29
「じゃあ…冷えてるうちに」
と音頭を取った竹兄が真っ先に手を伸ばすから。俺たちも次々スイカに手を伸ばす。
「「「「いただきまーす」」」」
「――そおだ!!」
凄い勢いでスイカを食べながら建君が突然しゃべり始めるから、隣の轟君が、
「食うか喋るかどっちかにしろよ建」
叱ったら。口を左手で拭いた建君が食べかけのスイカを右手に持ったまま。左手にもう一個スイカを確保した。

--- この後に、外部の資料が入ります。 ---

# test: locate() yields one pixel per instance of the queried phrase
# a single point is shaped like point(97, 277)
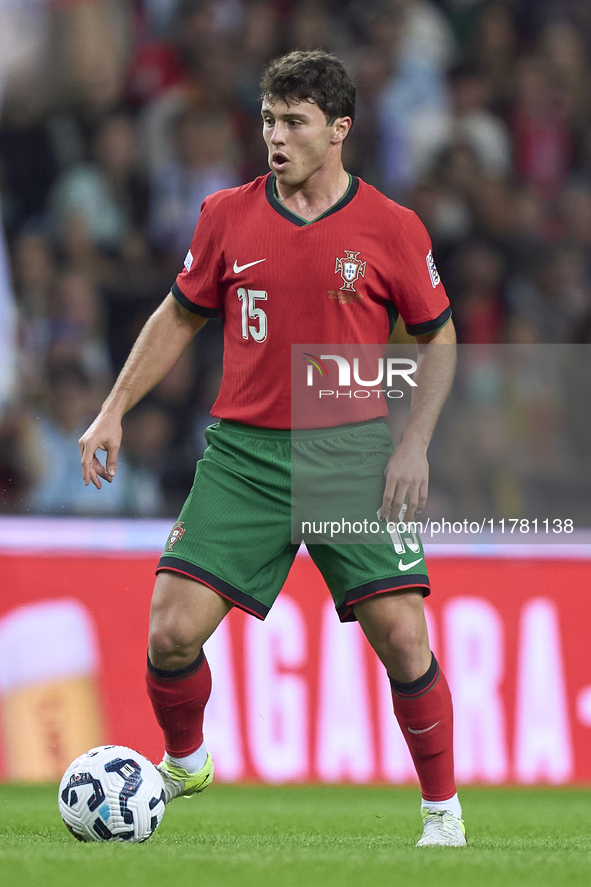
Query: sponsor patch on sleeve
point(433, 272)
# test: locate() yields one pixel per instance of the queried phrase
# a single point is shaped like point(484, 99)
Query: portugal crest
point(350, 268)
point(177, 532)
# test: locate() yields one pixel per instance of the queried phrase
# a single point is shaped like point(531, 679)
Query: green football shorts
point(237, 532)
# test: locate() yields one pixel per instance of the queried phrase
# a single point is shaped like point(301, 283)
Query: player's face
point(298, 139)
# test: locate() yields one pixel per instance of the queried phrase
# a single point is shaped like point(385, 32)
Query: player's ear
point(340, 129)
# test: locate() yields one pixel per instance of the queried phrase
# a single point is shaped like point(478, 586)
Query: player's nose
point(278, 135)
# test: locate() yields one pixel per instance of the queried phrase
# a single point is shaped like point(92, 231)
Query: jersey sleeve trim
point(429, 326)
point(191, 306)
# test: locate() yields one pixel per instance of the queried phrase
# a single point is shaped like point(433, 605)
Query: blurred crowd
point(119, 116)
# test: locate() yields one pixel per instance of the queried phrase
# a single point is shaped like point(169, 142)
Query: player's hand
point(104, 434)
point(407, 478)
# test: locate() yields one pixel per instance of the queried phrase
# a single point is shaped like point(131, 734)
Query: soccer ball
point(111, 793)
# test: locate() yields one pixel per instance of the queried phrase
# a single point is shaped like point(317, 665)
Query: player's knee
point(404, 641)
point(172, 647)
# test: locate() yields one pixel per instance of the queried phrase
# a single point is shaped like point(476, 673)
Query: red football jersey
point(279, 280)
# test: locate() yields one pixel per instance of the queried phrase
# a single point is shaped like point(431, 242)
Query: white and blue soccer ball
point(112, 793)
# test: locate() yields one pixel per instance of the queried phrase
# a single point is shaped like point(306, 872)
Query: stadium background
point(117, 119)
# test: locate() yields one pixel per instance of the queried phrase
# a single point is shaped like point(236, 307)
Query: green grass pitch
point(255, 836)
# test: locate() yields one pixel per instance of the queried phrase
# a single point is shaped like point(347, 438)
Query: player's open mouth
point(279, 161)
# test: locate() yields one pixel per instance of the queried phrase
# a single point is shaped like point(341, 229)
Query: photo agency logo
point(346, 376)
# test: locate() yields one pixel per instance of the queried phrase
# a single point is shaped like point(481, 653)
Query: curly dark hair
point(316, 76)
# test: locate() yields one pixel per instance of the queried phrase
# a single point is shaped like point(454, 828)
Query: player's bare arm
point(159, 345)
point(407, 472)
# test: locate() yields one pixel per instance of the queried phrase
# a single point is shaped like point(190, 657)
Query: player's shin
point(424, 711)
point(179, 698)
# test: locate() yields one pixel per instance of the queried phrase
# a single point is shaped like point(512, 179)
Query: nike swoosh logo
point(403, 567)
point(238, 268)
point(426, 730)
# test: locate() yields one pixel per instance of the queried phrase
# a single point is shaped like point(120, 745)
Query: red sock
point(178, 698)
point(424, 711)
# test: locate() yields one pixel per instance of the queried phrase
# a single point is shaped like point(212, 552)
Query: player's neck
point(315, 196)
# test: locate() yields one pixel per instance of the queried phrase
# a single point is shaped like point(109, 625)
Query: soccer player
point(265, 257)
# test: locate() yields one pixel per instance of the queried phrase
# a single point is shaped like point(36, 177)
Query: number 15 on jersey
point(249, 298)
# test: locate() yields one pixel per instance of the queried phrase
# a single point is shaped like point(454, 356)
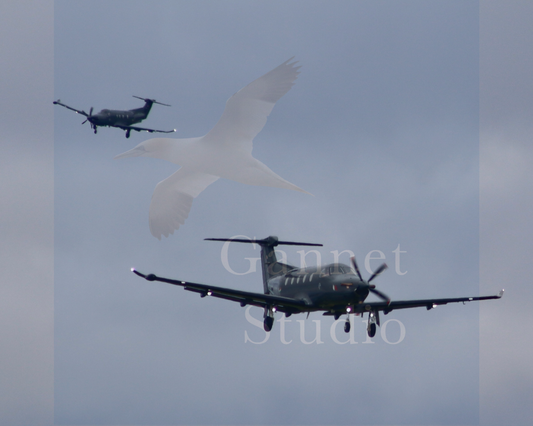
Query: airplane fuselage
point(114, 118)
point(331, 287)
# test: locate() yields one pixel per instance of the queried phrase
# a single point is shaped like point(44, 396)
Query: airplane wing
point(58, 102)
point(283, 304)
point(143, 129)
point(427, 303)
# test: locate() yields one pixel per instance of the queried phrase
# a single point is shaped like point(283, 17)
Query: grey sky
point(381, 127)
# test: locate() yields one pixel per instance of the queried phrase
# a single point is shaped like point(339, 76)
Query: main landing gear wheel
point(268, 323)
point(371, 330)
point(347, 326)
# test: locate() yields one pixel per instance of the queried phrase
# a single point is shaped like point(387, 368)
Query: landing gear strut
point(347, 325)
point(373, 322)
point(269, 319)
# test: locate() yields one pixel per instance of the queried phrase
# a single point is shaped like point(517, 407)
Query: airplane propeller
point(372, 287)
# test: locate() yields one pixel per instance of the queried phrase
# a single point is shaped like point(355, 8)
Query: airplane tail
point(269, 263)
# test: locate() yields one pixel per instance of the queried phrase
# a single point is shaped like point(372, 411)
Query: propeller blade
point(381, 295)
point(354, 263)
point(377, 272)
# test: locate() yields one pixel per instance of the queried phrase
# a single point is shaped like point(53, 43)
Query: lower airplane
point(336, 288)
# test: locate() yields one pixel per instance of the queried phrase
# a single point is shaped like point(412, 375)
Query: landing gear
point(373, 321)
point(269, 319)
point(347, 325)
point(268, 323)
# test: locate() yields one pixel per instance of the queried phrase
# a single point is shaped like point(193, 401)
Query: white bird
point(224, 152)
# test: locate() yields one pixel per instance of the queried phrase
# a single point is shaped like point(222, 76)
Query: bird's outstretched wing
point(172, 200)
point(247, 110)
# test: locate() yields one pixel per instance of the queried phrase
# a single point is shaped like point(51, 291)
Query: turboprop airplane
point(336, 288)
point(121, 119)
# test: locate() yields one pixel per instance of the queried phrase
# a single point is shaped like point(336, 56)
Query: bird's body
point(224, 152)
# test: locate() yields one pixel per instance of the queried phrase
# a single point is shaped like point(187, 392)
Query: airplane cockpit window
point(338, 270)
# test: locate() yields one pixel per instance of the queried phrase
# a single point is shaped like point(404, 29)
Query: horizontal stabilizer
point(268, 242)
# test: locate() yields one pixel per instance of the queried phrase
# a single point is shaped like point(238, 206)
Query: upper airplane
point(121, 119)
point(336, 289)
point(224, 152)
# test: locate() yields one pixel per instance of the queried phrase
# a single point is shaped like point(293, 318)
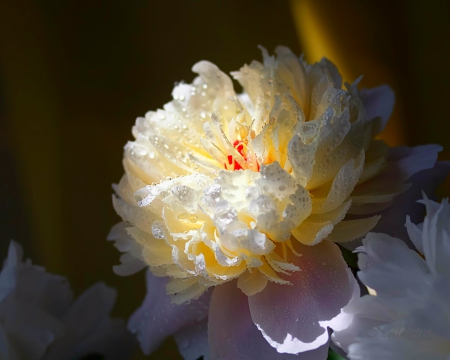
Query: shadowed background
point(74, 75)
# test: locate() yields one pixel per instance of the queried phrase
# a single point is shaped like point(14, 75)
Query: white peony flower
point(39, 320)
point(409, 315)
point(220, 186)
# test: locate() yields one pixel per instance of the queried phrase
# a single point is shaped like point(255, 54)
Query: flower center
point(231, 163)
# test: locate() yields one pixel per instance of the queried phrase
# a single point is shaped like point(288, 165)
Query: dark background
point(74, 75)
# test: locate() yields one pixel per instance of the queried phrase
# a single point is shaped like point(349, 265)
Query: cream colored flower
point(221, 186)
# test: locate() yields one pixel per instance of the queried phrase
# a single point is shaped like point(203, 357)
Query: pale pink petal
point(379, 102)
point(157, 318)
point(233, 335)
point(295, 318)
point(192, 341)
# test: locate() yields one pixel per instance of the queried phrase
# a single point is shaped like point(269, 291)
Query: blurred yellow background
point(74, 75)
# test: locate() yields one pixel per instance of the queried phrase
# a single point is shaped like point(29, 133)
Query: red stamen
point(239, 146)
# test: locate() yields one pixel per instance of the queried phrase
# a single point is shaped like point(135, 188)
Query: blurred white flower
point(234, 189)
point(40, 320)
point(408, 316)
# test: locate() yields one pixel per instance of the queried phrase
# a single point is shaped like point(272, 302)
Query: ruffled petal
point(132, 260)
point(393, 218)
point(294, 319)
point(233, 335)
point(402, 163)
point(157, 318)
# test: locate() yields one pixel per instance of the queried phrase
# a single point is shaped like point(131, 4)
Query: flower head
point(407, 316)
point(39, 320)
point(233, 188)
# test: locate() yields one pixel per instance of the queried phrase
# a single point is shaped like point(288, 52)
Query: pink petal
point(295, 318)
point(192, 341)
point(378, 101)
point(157, 318)
point(233, 335)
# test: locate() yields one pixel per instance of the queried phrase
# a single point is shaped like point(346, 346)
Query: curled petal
point(294, 319)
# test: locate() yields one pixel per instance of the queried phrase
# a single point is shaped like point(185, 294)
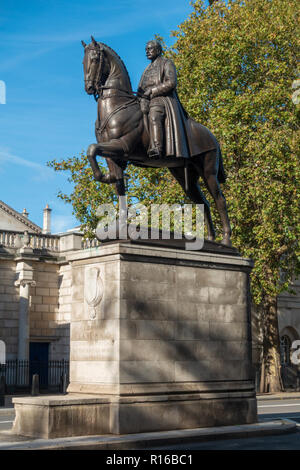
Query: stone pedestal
point(160, 340)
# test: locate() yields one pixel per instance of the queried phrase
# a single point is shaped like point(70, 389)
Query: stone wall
point(9, 307)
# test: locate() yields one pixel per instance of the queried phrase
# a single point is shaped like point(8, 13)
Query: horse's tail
point(221, 172)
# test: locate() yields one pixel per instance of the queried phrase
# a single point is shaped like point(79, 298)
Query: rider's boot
point(156, 140)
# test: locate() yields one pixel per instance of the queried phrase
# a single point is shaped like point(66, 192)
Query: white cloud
point(62, 223)
point(41, 172)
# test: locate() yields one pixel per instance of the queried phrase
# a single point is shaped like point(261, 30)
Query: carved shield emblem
point(93, 289)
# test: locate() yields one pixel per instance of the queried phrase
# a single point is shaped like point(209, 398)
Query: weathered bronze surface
point(151, 129)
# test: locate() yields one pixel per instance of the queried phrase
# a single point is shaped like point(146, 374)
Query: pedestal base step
point(86, 415)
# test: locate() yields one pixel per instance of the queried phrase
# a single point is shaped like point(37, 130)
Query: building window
point(285, 350)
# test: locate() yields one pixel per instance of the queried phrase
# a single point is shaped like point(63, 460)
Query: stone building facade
point(36, 262)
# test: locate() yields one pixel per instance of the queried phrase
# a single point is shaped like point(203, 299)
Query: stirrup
point(155, 153)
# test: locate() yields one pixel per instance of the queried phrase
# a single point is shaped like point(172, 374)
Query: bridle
point(96, 80)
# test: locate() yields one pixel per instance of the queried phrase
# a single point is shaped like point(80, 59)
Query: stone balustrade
point(52, 243)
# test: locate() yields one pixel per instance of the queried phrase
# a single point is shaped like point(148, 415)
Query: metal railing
point(18, 374)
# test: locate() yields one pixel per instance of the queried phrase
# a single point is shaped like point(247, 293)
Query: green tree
point(236, 62)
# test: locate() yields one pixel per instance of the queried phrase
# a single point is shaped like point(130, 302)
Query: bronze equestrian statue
point(151, 129)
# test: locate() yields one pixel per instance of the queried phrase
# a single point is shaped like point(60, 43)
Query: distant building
point(34, 268)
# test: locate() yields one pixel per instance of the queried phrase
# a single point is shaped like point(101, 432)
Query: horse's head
point(102, 66)
point(93, 66)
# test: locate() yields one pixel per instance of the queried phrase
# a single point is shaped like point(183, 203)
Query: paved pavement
point(271, 409)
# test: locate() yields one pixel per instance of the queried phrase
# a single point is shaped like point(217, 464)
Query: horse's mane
point(119, 58)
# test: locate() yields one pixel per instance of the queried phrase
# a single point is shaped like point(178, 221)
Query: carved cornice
point(16, 215)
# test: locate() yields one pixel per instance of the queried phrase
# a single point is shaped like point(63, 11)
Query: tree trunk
point(270, 369)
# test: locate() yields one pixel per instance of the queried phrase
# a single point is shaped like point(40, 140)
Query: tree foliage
point(237, 61)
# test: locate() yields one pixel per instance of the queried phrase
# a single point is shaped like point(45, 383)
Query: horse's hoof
point(226, 241)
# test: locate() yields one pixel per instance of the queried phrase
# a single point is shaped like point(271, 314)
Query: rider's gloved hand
point(144, 106)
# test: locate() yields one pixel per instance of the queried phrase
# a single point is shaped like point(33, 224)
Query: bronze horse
point(123, 138)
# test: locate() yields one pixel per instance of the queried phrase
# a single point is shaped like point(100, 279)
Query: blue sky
point(47, 113)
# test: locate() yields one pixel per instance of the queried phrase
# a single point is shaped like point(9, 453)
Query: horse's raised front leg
point(105, 149)
point(210, 171)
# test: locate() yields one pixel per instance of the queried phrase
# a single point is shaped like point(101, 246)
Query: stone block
point(193, 371)
point(211, 278)
point(95, 372)
point(42, 291)
point(232, 296)
point(229, 331)
point(146, 371)
point(192, 330)
point(222, 313)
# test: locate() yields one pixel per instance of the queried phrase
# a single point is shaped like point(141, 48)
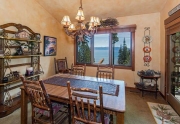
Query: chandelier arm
point(81, 3)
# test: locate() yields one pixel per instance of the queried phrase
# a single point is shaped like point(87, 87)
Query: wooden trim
point(133, 89)
point(16, 65)
point(121, 28)
point(172, 17)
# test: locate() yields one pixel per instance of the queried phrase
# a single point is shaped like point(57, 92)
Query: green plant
point(124, 54)
point(84, 52)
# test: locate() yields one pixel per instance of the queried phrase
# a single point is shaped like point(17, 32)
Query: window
point(115, 49)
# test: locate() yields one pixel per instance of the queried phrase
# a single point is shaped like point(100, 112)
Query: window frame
point(117, 29)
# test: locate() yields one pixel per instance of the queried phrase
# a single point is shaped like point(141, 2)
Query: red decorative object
point(147, 39)
point(147, 49)
point(147, 58)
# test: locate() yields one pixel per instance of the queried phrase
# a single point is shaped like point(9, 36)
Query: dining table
point(113, 93)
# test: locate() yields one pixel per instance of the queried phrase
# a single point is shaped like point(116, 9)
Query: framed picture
point(50, 46)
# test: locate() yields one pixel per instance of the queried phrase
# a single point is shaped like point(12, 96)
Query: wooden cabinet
point(19, 50)
point(172, 27)
point(141, 86)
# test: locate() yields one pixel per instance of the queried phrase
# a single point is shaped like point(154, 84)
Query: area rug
point(163, 114)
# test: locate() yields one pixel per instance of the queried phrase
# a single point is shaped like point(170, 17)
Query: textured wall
point(170, 4)
point(33, 15)
point(141, 21)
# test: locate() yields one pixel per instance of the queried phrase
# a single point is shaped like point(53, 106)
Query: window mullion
point(110, 49)
point(92, 50)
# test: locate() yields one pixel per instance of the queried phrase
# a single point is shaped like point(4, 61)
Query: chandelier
point(80, 29)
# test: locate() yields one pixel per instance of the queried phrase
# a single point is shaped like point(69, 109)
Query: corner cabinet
point(172, 66)
point(19, 51)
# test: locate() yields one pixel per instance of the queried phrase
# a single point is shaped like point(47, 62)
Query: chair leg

「――全治2か月って言ったら…たけにー夏休み中何にも出来ないの?」
尋ねられた竹兄は、俺の方見てニヤニヤ笑い始める。
「そーなんだよ。遊びに行けねーしバイトにも出られねえから、今年の夏は小野のカテキョーする予定」
これは飛び火して弄られると覚悟したけど。とりあえず聞こえない振りしてスイカを食べ続けてたら、
「そっかぁ。サトリ君受験生だもんねぇ。――何処受けるの?」
いよいよ巻き込まれた俺は、
「――某都立」
って白状したら。
「へぇ…凄いね!!」
俺の普段の成績を知ってる建君は、超進学校の名前が俺の口から飛び出したから驚いてる。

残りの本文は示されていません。